Another effect of DA may be the fine‐tuning of medOB activity in response to odorants. The activation of the medial olfactomotor pathway could produce appetitive goal‐directed locomotion, as the medOB is activated by amino acids, bile acids, and pheromones (Green et al., 2017), all of which can elicit goal‐directed swimming (Bjerselius et al., 2000; Johnson, Yun, Thompson, Brant, & Li, 2009; Kleerekoper & Mogensen, 1963; Li et al., 2002). In the natural environment, these chemical cues are encountered in a wide range of concentrations and DA modulation in the medOB might contribute to olfactory processing during tracking behaviors. In rodents, DA modulation of glomerular activation was proposed to increase the range of odorant levels processed by the OB (Ennis, Hamilton, & Hayar, 2007). Dopaminergic inhibition in the medOB could thus dynamically adapt olfactory sensitivity, which would allow the animal to follow an olfactory target more efficiently. Such mechanism may increase the range of odorant concentrations inducing an appropriate locomotor response, which is to swim toward their source.
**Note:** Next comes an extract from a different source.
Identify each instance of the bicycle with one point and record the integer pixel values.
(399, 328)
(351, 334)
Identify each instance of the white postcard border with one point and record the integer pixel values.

In addition to a local DA source of inputs in the medOB, the two diencephalic DA cell populations projecting to the medOB identified here could provide means for adapting olfactomotor behaviors in different contexts. First, one source of DA innervation originates from the PT, a DA nucleus homologous to the SNc/VTA (Baumgarten, 1972; Pombal et al., 1997). As medOB projection neurons reach directly the PT to drive locomotion (Daghfous et al., 2018; Derjean et al., 2010), there are reciprocal connections between the medOB and the PT, which would thus allow PT neurons to control the inputs they receive. Interestingly, a reciprocal connection also exists between the PT and the tectum (Pérez‐Fernández et al., 2014). It was recently found that DA neurons in the PT are activated by visual stimuli, coding saliency (Pérez‐Fernández, Kardamakis, Suzuki, Robertson, & Grillner, 2017). In this study, authors reported that the PT modulates visuomotor transformations mediated in the tectum by modifying tectal neuron responsiveness to visual stimuli via direct DA projections. Similarly, the DA projections of the PT to the medOB could modulate olfactory processing so that odorants generate a motor output less effectively. This mechanism would allow for flexibility in the motor output evoked by the medial olfactomotor pathway. Additionally, the DHN contained CSF‐contacting DA+ cell bodies projecting to the medOB. Hypothalamic projections to the olfactory system are common in vertebrates and exert modulatory effects to control odor‐driven behaviors (Gascuel et al., 2012). In lamprey, TH+ cells of the DHN are in contact with the CSF and give rise to long extrahypothalamic pathways reaching telencephalic structures (Pierre et al., 1994). Therefore, the CSF‐contacting neurons may modulate the activity of the medOB to adjust the behavioral output according to the functional state of the hypothalamus or according to the rate of diverse hormones or other chemical substances in the CSF.

CONCLUSIONS

In mammals, DA transmission in the OB is important for odor discrimination (Pavlis et al., 2006; Tillerson et al., 2006; Wei et al., 2006) and learning (Escanilla et al., 2009) and DA interneurons are produced throughout life to maintain these functions. In lampreys, the role of DA modulation appears less complex with a more direct impact on motor output. We show here the presence of a powerful modulatory effect of DA on lamprey RS cell responses to olfactory inputs. The DA innervation is not only intrinsic but also originates from sources outside of the OB. Altogether, our results provide new insights into the control of a neural circuit transforming an olfactory input into a motor output in lampreys. Future directions could focus on the impact of DA transmission on motor behaviors that are induced by the direct application of odorants on olfactory sensory neurons.